First I traced the curvature on the foam blank using a strip of foam.
Then I cut some slits with a metal hand saw as a guide for the amount of foam that had to be planned off.
Finnaly used a small hand planner to cut the foam to the desired shape. For better results the planner should be driven into the foam at a 45º angle.

Simple does it!

First float half is almost ready for glassing. It took me some time to figure out how to make the 20x20 foam fillet until I realized I could make them off the fillet cut-offs from the stringers. Each 2.5 meter stringer blank gives off 5 meters of fillet for it only takes an extra meter to complete the float lenght.

Vacuum test

Before I get serious about vacuum bagging I did a test run using the aft beam bulkhead. I didn't give it much thought and actually let every possible mistake to take place. This way I hoped to avoid making fatal mistakes later on.

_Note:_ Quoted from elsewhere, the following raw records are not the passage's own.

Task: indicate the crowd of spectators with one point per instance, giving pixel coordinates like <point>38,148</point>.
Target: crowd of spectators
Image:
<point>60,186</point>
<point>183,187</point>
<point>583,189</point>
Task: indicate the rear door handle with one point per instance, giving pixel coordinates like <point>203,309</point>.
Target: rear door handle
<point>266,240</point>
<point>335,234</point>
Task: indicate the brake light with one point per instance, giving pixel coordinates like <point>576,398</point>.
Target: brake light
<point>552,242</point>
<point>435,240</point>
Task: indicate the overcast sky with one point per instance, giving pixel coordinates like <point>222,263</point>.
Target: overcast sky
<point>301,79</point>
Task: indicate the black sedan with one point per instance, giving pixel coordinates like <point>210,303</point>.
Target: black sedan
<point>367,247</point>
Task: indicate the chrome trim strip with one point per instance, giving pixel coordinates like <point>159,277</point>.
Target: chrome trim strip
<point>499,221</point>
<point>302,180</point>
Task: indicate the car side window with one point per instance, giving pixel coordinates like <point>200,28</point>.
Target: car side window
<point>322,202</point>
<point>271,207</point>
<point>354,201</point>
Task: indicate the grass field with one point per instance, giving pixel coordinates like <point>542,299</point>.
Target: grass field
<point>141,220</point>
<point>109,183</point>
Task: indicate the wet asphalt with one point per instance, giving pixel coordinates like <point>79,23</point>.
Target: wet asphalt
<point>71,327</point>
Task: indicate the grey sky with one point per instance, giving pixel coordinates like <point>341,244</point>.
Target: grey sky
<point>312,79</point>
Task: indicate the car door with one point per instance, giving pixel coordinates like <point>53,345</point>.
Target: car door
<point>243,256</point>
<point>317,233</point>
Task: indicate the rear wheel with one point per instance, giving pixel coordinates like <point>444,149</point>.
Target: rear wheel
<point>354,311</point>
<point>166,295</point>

This test gave me a lot of information regarding the whole process. I have all the parts ready for vacuum but I don't have enough peel ply to do the whole operation so I'll wait for the material .

Chainplate pads

For the past week the work on the project took all kinds of forms. Besides some shopping and cleaning up I made a custom cart to carrie around most frequently needed tools and acessories including ilumination.
Down at the bottom you can see the vacuum pump unit. The idea is to build different modules that can be hang up on the cart depending on the operation ( vacuum baging, foam planking, gluing, glassing,sanding,etc). This way everything is at hand and there's no need to wonder around the shop looking for stuff. The cart can also carry special jigs such as a hands free support for the heating gun to preheat the foam. I hope I can save some precious time with this thing.

domingo, 3 de maio de 2009

The Boat

For those of you who don't know what an F-22 looks like here is a picture of Sam Ballard's F-22 built in Maine USA.
Although there may be differences between one boat to the other mine will hopefully look something like this.
From now to then there about 2000 hrs of work!
With ups and downs , fun and some pain I will get there!


Today the temperatures got well into the high twenties so it was an excellent opportunity to put the fast epoxy to work by bonding the scarfed battens. It was a pretty tedious operations having to make 130 ml batches and try to make 3 battens at a time. In order to use a single pair of clamping jigs I stapple gunned the joints and carefully moved them over to free the clamping jigs for the next batten bonding operation. I was afraid the joints might move and ruin the whole job but everything worked out just fine.
It's amazing the way the learning curve evolves along the process. The first batten must have taken me about 45 minutes to set up and bond, while at the end I could easely do three battens in about 30 minutes.
In fact the first bonding operation had to be done over because of a wrong resin/hardener ratio. The thing wouldn't simply cure! It turned out that the stapples where a bit off mid section of the scarf so it was a good opportunity to fix up this problem too.

This was the first contact with the resin and it was a good opportunity to calibrate the batches for maximum resin rentability.
I was afraid it could become a bit messy but it all come out nice and clean. In fact never had to put the nitril gloves on.
At the end used some left over resin to seal the boundaries of the mdf form frames. I noticed that some srews were sweling up the borders.

I will be planning in advance some side operations where I can always use excess resin and or glass. Maybe I'll make some custom tools to use later on in the lamination process.